Dalam permohonan lampiran bukti P-15 pun disebutkan pemohon sudah diberhentikan dengan hormat sebagai PNS atas dasar Pasal 8 huruf b PP No. 32 Tahun 1979 tentang Pemberhentian PNS.“Di bukti P-16, BPN RI atas dasar surat keputusan BKN menolak pengajuan pensiun karena pemohon belum mencapai umur 50 tahun dan masa kerja belum 20 tahun menjadi PNS, itu alasannya,” ungkapnya.       

Anggota Panel Ahmad Fadli Sumadi juga mengingatkan bahwa permohonan ini pada dasarnya sama dengan permohonan sebelumnya. Bedanya, pemohon menguji UU ASN. “Meski Saudara menguji ASN, tetapi saya menemukan beberapa hal yang mirip dengan permohonan sebelumnya. Seharusnya ini dibedakan dengan permohonan sebelumnya,” saran dia.

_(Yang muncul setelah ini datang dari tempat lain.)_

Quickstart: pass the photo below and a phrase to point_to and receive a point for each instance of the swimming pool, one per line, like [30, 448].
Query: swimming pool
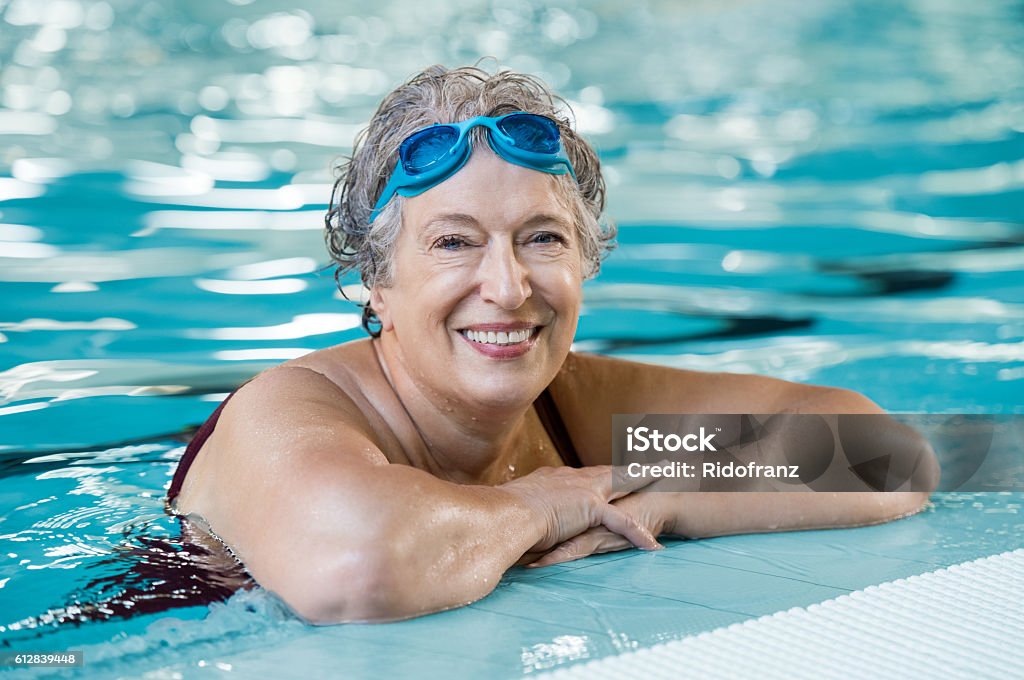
[820, 192]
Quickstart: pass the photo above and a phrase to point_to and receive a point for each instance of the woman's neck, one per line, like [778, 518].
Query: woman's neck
[458, 441]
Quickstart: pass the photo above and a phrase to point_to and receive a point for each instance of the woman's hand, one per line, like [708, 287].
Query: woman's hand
[653, 511]
[569, 502]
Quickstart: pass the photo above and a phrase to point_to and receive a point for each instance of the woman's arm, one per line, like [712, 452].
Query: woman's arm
[701, 514]
[292, 480]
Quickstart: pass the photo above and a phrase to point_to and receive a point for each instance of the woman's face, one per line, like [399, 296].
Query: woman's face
[486, 285]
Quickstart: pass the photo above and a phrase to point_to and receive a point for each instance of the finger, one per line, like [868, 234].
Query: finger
[592, 542]
[628, 527]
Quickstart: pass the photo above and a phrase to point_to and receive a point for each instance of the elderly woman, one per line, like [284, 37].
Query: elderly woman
[402, 474]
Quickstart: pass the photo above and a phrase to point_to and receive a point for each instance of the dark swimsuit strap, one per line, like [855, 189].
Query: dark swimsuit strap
[547, 411]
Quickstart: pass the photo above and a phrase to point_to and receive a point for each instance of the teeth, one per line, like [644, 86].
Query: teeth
[500, 338]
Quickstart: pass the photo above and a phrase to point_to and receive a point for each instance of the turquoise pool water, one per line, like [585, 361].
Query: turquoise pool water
[826, 192]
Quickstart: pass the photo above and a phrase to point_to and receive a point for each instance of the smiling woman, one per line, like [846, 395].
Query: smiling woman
[402, 474]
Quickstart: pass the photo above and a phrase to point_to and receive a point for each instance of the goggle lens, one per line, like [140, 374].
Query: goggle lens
[532, 133]
[427, 146]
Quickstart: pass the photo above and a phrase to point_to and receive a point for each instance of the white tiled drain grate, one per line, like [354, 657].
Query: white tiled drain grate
[966, 621]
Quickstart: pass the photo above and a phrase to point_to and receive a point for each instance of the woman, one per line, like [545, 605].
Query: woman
[402, 474]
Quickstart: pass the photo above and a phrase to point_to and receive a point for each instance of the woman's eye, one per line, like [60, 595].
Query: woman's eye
[450, 243]
[548, 238]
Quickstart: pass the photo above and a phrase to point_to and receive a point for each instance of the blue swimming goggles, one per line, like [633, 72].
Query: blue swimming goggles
[430, 156]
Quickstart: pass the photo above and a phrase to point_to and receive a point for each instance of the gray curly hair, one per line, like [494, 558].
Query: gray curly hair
[443, 95]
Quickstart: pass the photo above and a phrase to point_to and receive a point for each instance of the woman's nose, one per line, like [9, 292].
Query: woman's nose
[504, 279]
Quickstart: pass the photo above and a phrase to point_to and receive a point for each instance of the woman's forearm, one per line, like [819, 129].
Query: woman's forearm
[706, 514]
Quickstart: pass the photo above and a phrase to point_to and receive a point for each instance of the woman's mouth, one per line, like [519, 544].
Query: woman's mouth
[499, 338]
[501, 344]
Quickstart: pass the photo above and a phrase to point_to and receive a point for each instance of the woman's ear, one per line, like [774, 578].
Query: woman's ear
[378, 302]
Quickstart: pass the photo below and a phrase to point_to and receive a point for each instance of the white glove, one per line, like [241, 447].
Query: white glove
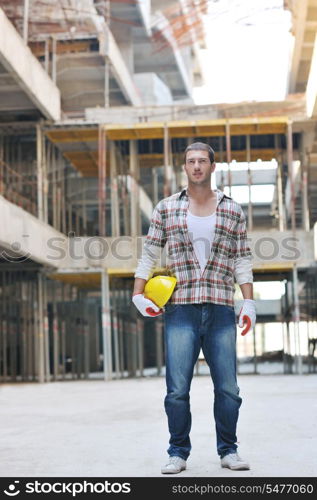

Majelis pun meminta pemohon agar membaca UU MK khususnya menyangkut bagian petitum permohonan yang tidak lazim. “Saudara bisa melihat contoh putusan yang dikabulkan secara konstitusional bersyarat itu seperti apa? Kalau petitum seperti itu masih terlalu konkrit, seperti peradilan kasus,” kata Fadli.

“Dalam positanya pun harus diuraikan pertentangan normanya, bukan menguraikan kasusnya,” kritiknya.